Programming with plain threads is tedious and error-prone. Furthermore, creating a new thread is not a cheap operation. Therefore, in practice we often want to use higher-level abstractions that hide these low-level aspects. On the other hand, parallel for-loops offer a convenient approach for parallelizing embarrassingly parallel problems and others. However, in some applications we need bit more control of how to do the parallelization.

In the following, we use the Java fork/join framework. It manages a thread pool so that new threads are not allocated all the time but a pool of them is allocated in the beginning. We can then just submit parallel tasks to the framework and it schedules them to the threads when threads become idle. Contrary to parallel for-loops, the framework also supports nested parallelism, meaning that tasks can submit new parallel tasks. The main thing we have to take care is that the tasks are independent.

Example

We can write our earlier “parallel median and average example” (recall the section Threads) with the Java fork/join framework as follows:

import java.util.concurrent._
import collection.JavaConverters._

// Create the fork-join pool of threads
val forkJoinPool = new ForkJoinPool()
// Construct the tasks
val medianTask = new RecursiveTask[Int] {
  def compute = { a.sorted.apply(a.length / 2) }
}
val avgTask = new RecursiveTask[Int] {
  def compute = { a.sum / a.length }
}
// Start the tasks
forkJoinPool.execute(medianTask)
forkJoinPool.execute(avgTask)
// Wait until they have finished and get the results
val (median, avg) = (medianTask.join(), avgTask.join())

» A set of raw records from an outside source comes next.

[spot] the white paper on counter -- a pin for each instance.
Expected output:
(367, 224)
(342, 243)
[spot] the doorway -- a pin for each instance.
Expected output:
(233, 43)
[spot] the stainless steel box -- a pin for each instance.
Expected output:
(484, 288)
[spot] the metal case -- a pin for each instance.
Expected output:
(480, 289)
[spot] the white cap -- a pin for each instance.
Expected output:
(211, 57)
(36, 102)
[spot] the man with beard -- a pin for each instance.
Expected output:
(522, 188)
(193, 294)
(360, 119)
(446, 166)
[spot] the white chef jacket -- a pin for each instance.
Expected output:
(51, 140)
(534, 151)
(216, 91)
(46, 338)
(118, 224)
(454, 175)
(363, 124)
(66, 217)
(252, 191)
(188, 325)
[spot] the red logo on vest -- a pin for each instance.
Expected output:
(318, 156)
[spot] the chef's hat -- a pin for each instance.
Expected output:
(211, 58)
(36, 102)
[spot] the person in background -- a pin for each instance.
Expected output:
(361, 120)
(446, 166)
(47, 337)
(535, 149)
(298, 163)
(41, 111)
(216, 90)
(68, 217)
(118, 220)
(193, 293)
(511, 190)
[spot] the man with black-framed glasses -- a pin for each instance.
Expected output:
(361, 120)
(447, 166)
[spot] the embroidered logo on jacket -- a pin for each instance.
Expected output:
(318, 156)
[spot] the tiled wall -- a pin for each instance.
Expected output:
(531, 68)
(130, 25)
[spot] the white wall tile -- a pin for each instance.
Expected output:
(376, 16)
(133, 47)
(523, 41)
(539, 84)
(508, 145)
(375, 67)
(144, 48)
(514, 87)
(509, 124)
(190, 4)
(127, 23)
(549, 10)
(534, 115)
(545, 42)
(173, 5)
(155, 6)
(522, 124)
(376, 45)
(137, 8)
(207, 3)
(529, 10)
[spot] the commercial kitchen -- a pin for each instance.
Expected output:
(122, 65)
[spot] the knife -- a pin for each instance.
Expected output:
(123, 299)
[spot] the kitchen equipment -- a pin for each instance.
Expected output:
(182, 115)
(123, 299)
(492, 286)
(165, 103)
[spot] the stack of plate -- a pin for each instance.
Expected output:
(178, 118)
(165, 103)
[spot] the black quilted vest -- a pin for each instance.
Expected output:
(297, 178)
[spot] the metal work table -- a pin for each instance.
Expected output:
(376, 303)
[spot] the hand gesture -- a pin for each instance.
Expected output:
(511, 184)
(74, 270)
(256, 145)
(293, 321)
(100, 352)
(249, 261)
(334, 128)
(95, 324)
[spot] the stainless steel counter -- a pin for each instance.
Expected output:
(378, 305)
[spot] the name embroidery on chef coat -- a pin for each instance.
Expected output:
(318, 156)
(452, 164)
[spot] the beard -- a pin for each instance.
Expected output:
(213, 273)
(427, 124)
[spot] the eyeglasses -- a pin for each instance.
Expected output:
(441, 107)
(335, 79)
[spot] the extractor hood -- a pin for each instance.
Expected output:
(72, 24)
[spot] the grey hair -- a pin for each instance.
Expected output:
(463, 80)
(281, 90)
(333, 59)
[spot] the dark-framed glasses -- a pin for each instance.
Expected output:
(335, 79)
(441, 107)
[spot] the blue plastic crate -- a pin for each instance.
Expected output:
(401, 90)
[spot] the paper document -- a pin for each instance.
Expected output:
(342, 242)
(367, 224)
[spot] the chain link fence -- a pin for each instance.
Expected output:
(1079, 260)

To write more concise and Scala-style code, we can write a simple wrapper object, call it par, that launches parallel fork-join pool tasks. It provides two methods:

  • task(code) creates and returns a new task that runs in parallel and executes the function code. In order to get the return result of the function and/or to make sure that execution of the function has finished, one should call the join method of the returned task. Calling the join method blocks the calling task until the execution of the function code has finished.

  • parallel(code1, code2) executes the functions code1 and code2 in parallel and returns their return values once both have finished their execution.

Example

Our running example implemented with the task method:

val medianTask = par.task {a.sorted.apply(a.length / 2)}
val avgTask = par.task {a.sum / a.length}
val (median,avg) = (medianTask.join(), avgTask.join())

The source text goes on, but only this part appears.